Mr George added: "We decided to let Gordon Brown get on with Prime Minister's Questions, but we just wanted him to know what it is like to have an inconvenience above your head that you did not ask for."

They made paper aeroplanes out of confidential Whitehall documents they claimed showed the consultation process was "fixed", and glided the planes into the MPs' car park below.

The campaign group claimed that the documents - obtained under the Freedom of Information Act - proved that BAA wrote parts of the consultation document and that the Government had already decided to build a third runway and a sixth terminal at the world's biggest international airport.

Mr George added: "Now the consultation is over, we can safely ignore the fixed result and get on with the job of stopping this new runway being built.
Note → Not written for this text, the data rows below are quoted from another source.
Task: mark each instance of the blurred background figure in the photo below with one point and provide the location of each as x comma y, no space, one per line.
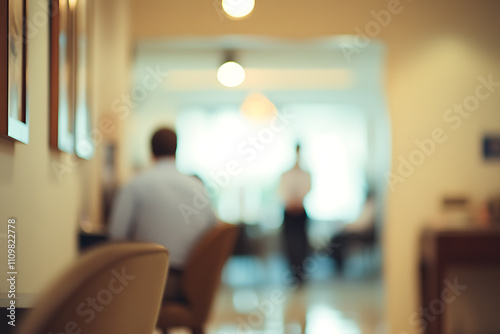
294,186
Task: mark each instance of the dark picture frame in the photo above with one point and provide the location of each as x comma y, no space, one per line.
84,146
62,73
14,114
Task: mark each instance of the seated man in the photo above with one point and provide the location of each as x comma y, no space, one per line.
163,206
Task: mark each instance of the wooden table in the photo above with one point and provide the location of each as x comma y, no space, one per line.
441,249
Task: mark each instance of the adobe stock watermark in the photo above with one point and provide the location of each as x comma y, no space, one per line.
122,106
372,29
89,309
277,297
453,117
426,315
248,150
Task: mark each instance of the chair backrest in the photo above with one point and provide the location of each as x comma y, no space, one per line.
203,269
115,288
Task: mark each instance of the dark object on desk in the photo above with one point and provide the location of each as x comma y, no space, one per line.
86,240
491,147
441,250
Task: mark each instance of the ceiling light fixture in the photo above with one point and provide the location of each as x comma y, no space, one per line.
230,74
238,8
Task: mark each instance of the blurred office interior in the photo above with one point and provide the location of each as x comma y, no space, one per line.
366,89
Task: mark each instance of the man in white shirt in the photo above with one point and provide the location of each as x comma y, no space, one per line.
150,209
294,186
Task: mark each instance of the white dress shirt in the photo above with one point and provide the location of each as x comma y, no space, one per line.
163,206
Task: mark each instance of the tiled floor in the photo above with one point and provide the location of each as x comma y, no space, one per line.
324,305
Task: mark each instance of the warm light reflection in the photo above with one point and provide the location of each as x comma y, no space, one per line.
231,74
258,107
238,8
322,319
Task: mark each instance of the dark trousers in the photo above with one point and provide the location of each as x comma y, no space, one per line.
295,240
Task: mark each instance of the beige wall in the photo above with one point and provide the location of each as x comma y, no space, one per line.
48,210
436,51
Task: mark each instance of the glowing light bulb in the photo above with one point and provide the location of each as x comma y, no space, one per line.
238,8
231,74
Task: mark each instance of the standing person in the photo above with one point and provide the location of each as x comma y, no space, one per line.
163,206
294,186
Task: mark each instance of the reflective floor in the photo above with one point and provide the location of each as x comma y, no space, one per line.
253,300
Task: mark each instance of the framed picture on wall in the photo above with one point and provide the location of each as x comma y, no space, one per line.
84,146
62,73
14,116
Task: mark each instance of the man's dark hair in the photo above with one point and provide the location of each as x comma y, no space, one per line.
164,143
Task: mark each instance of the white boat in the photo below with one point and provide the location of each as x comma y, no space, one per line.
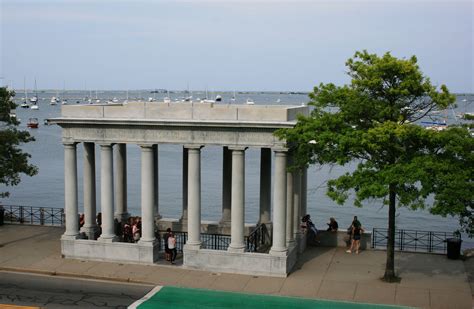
34,99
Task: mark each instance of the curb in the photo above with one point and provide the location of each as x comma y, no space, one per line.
69,275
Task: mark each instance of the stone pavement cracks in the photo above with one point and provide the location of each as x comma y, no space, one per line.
428,281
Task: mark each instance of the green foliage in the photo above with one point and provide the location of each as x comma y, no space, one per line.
13,161
371,121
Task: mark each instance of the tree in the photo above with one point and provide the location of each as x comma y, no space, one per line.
372,121
13,161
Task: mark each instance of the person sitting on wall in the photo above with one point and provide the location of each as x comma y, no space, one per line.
332,225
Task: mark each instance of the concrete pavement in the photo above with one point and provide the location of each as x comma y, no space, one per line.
428,281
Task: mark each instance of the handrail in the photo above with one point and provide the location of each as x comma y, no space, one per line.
33,215
413,240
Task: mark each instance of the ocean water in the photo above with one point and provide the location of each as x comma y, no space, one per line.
47,188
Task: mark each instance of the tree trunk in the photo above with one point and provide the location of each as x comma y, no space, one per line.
390,264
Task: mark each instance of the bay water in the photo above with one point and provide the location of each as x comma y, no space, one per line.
47,188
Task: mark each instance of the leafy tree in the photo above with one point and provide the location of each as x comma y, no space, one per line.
371,121
13,161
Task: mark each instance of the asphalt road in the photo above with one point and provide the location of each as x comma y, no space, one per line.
61,292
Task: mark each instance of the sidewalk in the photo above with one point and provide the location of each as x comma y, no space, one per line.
428,281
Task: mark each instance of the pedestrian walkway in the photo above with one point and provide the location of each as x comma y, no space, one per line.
428,281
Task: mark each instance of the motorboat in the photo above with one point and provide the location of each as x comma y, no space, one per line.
54,101
32,123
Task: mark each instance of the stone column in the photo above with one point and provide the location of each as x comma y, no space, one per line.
121,212
184,216
238,200
265,185
194,198
304,191
279,205
156,182
70,192
297,204
147,194
107,193
90,227
226,185
290,240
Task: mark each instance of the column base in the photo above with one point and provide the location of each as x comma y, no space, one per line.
239,248
279,251
108,238
70,237
90,231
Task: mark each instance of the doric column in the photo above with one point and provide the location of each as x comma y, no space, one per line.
304,191
107,193
226,185
194,198
156,182
147,193
121,212
184,216
279,204
265,185
297,204
90,226
238,200
290,241
70,192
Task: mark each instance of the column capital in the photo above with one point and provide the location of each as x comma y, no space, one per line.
148,147
193,146
237,148
70,144
280,150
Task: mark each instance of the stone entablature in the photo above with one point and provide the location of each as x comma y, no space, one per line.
186,111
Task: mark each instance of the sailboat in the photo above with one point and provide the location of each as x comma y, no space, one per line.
167,98
34,99
55,99
25,103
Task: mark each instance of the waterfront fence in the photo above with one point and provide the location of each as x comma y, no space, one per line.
33,215
413,240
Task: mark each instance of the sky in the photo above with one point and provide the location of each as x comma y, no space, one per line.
254,45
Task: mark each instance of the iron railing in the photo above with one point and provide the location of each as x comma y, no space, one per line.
33,215
412,240
258,239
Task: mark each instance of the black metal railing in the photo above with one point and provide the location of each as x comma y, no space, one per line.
412,240
33,215
258,239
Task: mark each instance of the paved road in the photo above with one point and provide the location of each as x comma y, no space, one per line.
61,292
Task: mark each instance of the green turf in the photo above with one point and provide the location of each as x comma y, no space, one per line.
173,297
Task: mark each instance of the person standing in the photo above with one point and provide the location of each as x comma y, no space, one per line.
172,247
356,233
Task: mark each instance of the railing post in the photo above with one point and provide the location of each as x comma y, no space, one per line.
41,216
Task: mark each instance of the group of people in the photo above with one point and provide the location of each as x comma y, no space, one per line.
170,246
354,231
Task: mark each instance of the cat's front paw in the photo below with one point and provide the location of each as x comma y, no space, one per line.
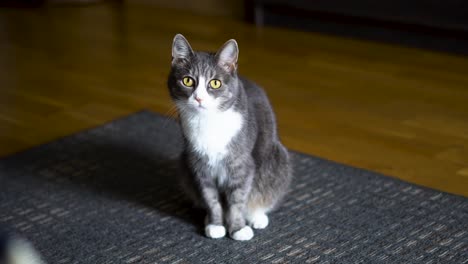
245,233
215,231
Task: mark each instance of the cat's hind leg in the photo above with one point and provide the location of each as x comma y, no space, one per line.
257,218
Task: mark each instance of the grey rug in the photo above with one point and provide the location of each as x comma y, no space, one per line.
108,195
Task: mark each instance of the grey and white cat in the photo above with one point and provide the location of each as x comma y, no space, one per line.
238,170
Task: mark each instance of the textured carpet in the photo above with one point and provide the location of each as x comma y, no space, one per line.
108,195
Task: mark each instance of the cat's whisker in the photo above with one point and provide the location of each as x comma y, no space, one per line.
223,146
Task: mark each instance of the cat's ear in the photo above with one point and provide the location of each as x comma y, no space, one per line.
181,48
227,55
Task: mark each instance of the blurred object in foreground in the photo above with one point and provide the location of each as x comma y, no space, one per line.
16,250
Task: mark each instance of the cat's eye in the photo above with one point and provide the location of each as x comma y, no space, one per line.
187,81
215,84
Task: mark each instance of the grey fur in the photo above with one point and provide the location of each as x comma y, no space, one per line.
257,164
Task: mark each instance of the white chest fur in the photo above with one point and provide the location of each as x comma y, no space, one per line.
211,132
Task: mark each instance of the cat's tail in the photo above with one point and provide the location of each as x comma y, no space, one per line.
16,250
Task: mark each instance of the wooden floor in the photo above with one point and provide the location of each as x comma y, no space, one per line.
394,110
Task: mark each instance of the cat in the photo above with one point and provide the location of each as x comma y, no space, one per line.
237,168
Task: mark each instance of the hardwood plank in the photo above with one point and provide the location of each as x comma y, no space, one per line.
394,110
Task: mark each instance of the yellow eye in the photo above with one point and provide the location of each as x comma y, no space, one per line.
188,81
215,84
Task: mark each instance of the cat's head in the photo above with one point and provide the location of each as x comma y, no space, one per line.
201,81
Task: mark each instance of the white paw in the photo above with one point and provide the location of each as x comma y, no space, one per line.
260,221
215,231
245,233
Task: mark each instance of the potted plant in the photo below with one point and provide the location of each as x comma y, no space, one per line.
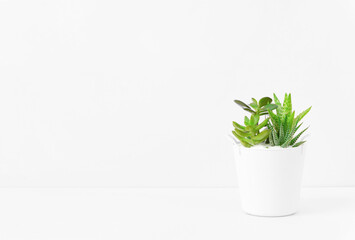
269,157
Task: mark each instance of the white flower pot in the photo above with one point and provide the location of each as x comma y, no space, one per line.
269,179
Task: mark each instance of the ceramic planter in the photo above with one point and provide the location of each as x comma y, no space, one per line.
269,179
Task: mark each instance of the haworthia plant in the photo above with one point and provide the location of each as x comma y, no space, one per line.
284,124
252,133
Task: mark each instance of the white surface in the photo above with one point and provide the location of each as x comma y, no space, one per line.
195,213
139,93
269,179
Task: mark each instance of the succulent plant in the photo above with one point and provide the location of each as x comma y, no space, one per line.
284,124
251,134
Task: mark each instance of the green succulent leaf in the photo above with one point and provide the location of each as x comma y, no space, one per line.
298,144
264,101
269,107
246,121
262,124
254,105
262,136
237,125
294,140
242,104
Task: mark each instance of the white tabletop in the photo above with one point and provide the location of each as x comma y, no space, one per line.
168,213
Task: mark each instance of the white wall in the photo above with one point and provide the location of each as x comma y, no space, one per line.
139,93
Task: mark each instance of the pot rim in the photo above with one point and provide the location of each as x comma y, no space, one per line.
269,148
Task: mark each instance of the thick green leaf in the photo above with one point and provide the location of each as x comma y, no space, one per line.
264,101
262,124
249,110
270,107
254,105
294,140
241,139
287,105
242,133
242,104
298,144
237,125
246,121
274,120
262,136
286,143
302,114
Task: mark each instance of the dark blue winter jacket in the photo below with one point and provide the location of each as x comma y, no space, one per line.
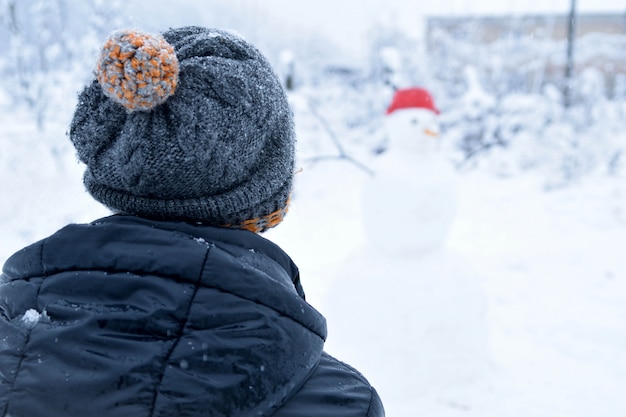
128,317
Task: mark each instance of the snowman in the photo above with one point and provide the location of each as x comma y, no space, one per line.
405,309
409,204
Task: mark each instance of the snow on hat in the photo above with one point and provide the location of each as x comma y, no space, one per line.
414,97
190,125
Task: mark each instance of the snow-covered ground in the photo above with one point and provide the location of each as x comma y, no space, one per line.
521,313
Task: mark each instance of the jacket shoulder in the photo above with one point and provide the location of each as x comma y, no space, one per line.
335,389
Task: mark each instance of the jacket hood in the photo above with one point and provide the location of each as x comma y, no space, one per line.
147,318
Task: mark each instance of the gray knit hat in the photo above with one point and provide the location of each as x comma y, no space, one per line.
193,125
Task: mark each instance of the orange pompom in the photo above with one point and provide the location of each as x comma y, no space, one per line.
137,70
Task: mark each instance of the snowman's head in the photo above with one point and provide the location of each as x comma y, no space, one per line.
412,121
413,130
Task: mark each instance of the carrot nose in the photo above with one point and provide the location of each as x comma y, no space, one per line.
430,132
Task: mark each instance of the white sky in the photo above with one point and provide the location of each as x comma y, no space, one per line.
345,22
348,19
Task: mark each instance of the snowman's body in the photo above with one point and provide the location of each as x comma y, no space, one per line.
410,202
406,309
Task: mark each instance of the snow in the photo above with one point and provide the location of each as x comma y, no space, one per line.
536,280
519,310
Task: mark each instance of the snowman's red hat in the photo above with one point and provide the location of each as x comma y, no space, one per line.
412,98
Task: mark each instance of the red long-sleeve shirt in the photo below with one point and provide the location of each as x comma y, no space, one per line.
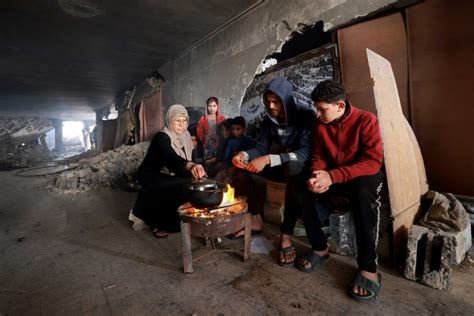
350,148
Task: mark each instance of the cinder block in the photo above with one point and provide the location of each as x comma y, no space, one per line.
342,231
431,255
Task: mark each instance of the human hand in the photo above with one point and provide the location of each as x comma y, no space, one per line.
197,171
258,164
210,161
320,181
239,160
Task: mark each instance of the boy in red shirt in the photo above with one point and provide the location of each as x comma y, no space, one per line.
346,160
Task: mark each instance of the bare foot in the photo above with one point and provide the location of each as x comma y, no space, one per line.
288,256
373,276
307,264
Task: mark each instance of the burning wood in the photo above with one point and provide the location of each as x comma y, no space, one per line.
230,205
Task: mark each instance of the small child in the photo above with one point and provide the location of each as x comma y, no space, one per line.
225,133
207,130
197,156
240,141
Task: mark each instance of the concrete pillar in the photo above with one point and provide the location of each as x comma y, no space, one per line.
43,141
58,135
100,130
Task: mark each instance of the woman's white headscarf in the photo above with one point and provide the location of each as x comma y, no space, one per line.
181,143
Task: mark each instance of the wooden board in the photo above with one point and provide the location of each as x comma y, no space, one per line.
406,175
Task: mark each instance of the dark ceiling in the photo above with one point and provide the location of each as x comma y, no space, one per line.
64,58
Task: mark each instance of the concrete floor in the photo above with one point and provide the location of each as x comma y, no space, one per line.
77,254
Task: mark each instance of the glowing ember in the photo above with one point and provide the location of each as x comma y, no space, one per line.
230,205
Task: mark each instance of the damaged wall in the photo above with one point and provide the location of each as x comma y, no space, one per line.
224,64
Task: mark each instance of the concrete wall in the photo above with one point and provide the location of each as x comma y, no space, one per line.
224,64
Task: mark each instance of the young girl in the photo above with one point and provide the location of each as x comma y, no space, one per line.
207,130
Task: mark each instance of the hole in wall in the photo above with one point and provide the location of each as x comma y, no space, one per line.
305,60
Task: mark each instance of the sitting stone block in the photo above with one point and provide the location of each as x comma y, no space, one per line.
431,255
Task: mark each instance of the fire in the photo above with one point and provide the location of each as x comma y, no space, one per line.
228,197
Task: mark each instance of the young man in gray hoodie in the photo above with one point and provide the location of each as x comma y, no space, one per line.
281,154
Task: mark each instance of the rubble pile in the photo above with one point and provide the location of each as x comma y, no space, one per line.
19,146
109,169
23,129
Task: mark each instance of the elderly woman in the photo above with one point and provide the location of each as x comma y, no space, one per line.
164,172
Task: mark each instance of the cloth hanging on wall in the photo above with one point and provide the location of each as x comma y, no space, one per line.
151,117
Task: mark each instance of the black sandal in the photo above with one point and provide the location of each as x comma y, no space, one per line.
315,260
285,251
370,286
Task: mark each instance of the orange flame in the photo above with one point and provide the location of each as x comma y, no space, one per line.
228,197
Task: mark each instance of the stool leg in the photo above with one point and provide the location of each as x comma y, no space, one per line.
187,254
248,235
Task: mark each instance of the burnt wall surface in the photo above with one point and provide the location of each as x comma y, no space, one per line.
225,63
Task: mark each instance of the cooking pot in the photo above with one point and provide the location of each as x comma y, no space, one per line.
205,193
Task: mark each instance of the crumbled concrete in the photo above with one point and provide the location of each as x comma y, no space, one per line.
19,130
432,255
19,145
109,169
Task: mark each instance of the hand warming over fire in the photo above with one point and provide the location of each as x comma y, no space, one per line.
258,164
196,170
320,181
239,160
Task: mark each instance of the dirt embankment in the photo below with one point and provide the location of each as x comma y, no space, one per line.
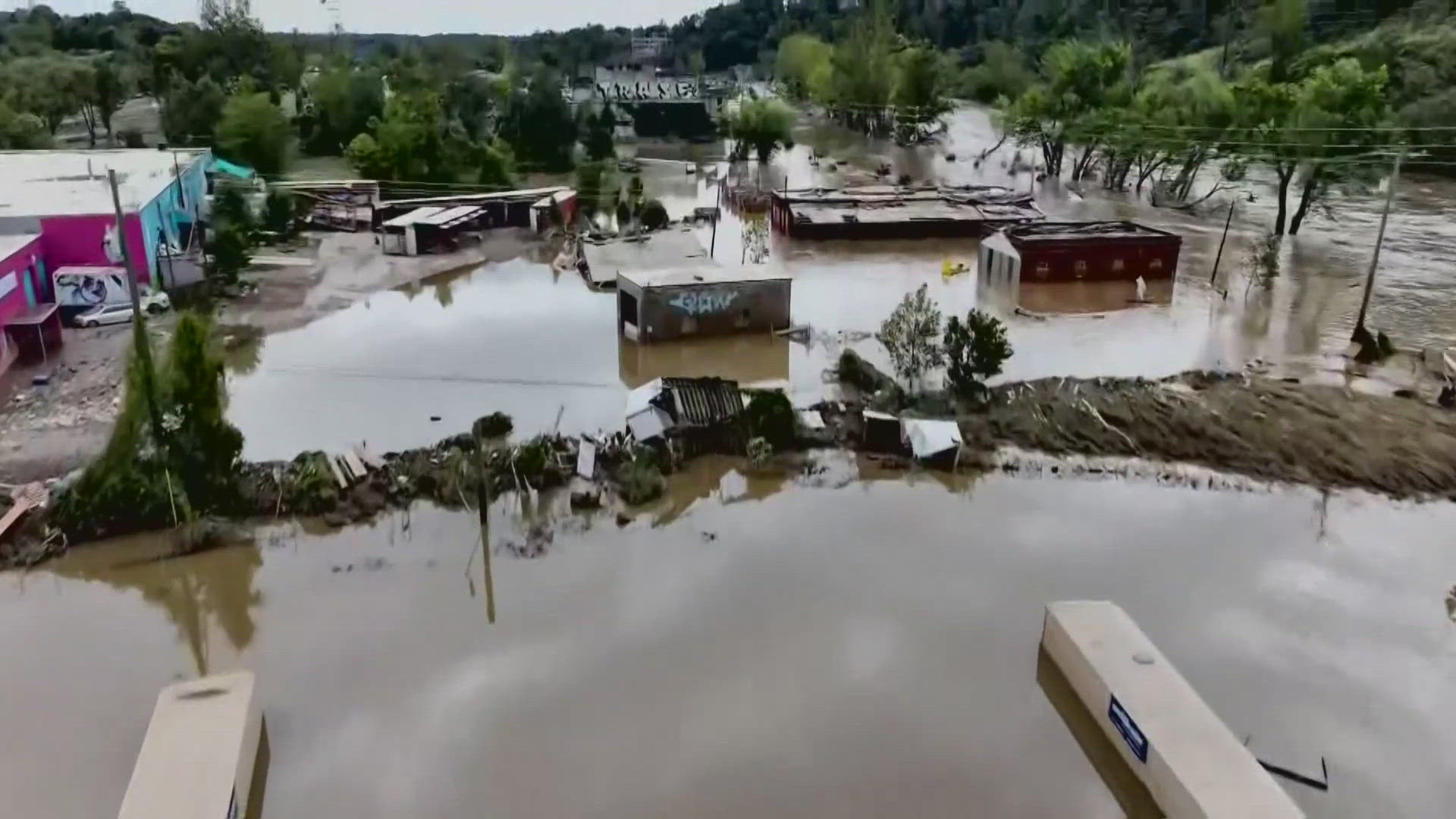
1266,428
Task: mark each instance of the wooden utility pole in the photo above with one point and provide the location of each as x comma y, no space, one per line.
1375,257
139,321
717,210
1219,256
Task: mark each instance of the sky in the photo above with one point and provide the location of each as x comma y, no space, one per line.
422,17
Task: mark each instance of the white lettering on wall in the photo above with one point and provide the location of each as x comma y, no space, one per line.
701,302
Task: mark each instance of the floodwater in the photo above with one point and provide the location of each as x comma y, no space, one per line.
840,643
542,347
"A huge coalition of local residents, Londoners and environmentalists is coming together, supported by all the major mayoral candidates, to stand against Gordon Brown and say 'no more'."

Plane Stupid said BAA and the Government wanted a sixth terminal and third runway built over homes, schools and churches in the villages of Sipson and Harmondsworth.

"This would increase the number of flights from 480,000 a year to at least 702,000.

"Two million Londoners face increased levels of noise, while CO2 emissions from the airport would shoot up despite claims by Brown that he's committed to fighting climate change," a spokesman said.

The protesters said they branded Parliament "BAA HQ" because of the "extraordinary level of collusion" between the aviation industry and government.

Matthew Knowles, spokesman for the Society of British Aerospace Companies, said: "These stunts are becoming tiresome and do nothing more than peddle inaccurate propaganda.

"The aviation industry has achieved a 75% cut in fuel burn over the past 50 years and a similar reduction in noise from aircraft in the past 30 years."

Michelle Di Leo, director of FlyingMatters, a coalition of unions, business, tourism groups and farmers, commented: "Today's action by Plane Stupid is misjudged, misdirected, and irresponsible.

"Aviation is responsible for 2% of global carbon emissions and is growing at a slower global rate than power generation and industry.

"If they are serious about climate change, they should engage in a proper debate about solutions that will make a real difference rather than indulge in publicity stunts which waste police time."

Westminster sources said they suspected the banners were stored inside the Commons for the protesters to collect this morning.

The banners were believed to be too big for the activists to have taken them through security, it was suggested.